Hazelwell Weekly Contact 1st February 2026
31 Jan 2026 • Weekly Notices
Hazelwell Weekly Contact 1st February 2026
4th Sunday of Epiphany
Hazelwell Morning Worship
. Led by Val Harris, Preacher Rev. Andy Harris
Please remember in your prayers
Residents of County Close and Kennedy Grove.
Please pray for Val and Andy as they prepare for the service this week.
All who will visit hospitals this week for consultation or treatment
Forward Planning Remember to mark February 22nd in your diary when we plan to meet as a parish for lunch and discussion of how we should move forward as a church. Ahead of this please pray for our discussions and contact Matt if you feel there is something which could add to our deliberations.
Alpha Course Is there more to life than this?
Are you (or anyone you know) seeking to know more about Christianity? If so why not join our Alpha Course which meets in the Hub every Tuesday at 7pm
For more information or to express interest speak to Matt
or e-mail: hazelwellchurchbrum@ gmail.com
A Reflection on John 2:1–11
The Wedding at Cana
John places Jesus’ first sign not in the Temple or the marketplace, but at a wedding. It’s an ordinary, joyful human celebration—and it’s precisely there that God’s glory is revealed. This alone tells us something important: God is not distant from daily life. He meets us in moments of relationship, joy, embarrassment, and need.
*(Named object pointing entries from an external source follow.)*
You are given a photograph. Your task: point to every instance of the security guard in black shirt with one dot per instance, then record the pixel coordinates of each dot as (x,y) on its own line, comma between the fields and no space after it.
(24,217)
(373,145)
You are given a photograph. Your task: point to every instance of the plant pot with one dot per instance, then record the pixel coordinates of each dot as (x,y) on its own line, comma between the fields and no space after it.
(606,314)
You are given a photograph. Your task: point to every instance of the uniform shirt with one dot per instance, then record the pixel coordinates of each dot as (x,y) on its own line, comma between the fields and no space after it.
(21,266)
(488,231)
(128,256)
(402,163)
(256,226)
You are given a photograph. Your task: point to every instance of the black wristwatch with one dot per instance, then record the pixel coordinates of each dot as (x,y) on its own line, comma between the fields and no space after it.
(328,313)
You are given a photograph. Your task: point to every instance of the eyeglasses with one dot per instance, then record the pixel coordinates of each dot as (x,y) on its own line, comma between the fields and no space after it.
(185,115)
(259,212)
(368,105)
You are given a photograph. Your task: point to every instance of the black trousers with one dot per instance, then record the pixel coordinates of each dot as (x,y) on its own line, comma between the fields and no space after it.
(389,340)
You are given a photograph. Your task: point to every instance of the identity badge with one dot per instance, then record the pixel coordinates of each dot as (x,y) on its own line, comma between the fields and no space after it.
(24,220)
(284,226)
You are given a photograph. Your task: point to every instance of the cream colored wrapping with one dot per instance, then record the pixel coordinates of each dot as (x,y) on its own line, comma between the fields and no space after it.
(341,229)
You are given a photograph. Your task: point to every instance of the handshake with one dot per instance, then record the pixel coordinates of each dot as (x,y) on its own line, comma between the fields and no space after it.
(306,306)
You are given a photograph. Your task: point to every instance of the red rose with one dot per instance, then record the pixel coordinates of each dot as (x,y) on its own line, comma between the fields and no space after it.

The crisis at Cana is quietly human: they have no wine. No thunder, no drama—just a problem that would bring shame to the hosts and drain the joy from the feast. Mary notices. She doesn’t tell Jesus what to do; she simply names the need and trusts him with it. Her words to the servants — “Do whatever he tells you”—become a timeless invitation for all disciples.
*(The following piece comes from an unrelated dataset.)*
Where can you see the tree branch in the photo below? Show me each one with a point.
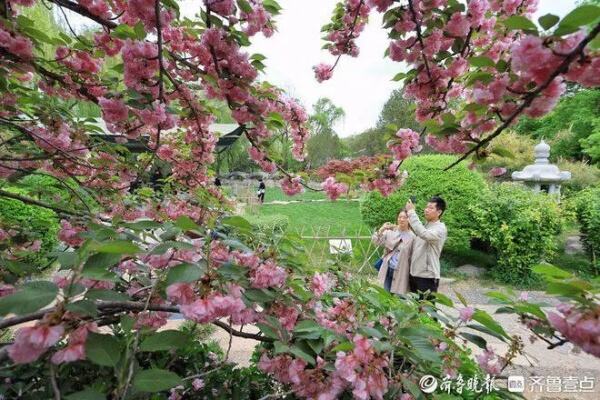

Jesus’ response seems hesitant at first: “My hour has not yet come.” Yet he acts anyway. Grace often does. The servants fill the jars to the brim, even though it makes little sense. Obedience comes before understanding. And it is in that faithful, quiet cooperation that transformation happens.
The water becomes wine—not just wine, but the finest wine. God doesn’t merely fix the problem; he overwhelms it with generosity. What was plain becomes rich. What was empty becomes abundant. This is the pattern of grace: God takes what is ordinary, offered in trust, and turns it into something new.
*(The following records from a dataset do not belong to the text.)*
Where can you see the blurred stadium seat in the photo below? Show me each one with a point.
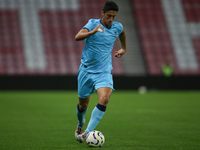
(166, 36)
(37, 36)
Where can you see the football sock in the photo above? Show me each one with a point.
(96, 116)
(80, 116)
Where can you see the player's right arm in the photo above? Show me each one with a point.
(84, 33)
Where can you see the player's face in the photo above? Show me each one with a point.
(108, 18)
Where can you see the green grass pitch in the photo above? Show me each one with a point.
(46, 120)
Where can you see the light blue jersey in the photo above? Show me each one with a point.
(96, 55)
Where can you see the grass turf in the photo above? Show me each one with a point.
(46, 120)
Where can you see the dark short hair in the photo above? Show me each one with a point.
(110, 5)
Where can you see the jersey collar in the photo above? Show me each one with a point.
(104, 26)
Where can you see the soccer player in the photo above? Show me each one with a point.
(94, 73)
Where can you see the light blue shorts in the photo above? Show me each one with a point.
(88, 83)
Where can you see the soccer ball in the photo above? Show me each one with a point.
(95, 139)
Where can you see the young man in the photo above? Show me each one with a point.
(96, 65)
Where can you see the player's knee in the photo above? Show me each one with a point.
(104, 100)
(83, 107)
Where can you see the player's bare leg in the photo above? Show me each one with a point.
(104, 95)
(98, 112)
(81, 110)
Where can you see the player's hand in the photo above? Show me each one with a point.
(119, 53)
(97, 29)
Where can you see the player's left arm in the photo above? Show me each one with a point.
(122, 38)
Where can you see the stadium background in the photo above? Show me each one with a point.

In our own lives, we may recognise moments when the “wine runs out”—when joy feels thin, resources are stretched, or hope falters. Cana reminds us that no situation is too ordinary or too late for Christ’s transforming presence. All that is asked of us is what Mary asked of the servants: to listen, to trust, and to do whatever he tells us.
And when we do, we may discover that God has been quietly preparing something far better than we expected.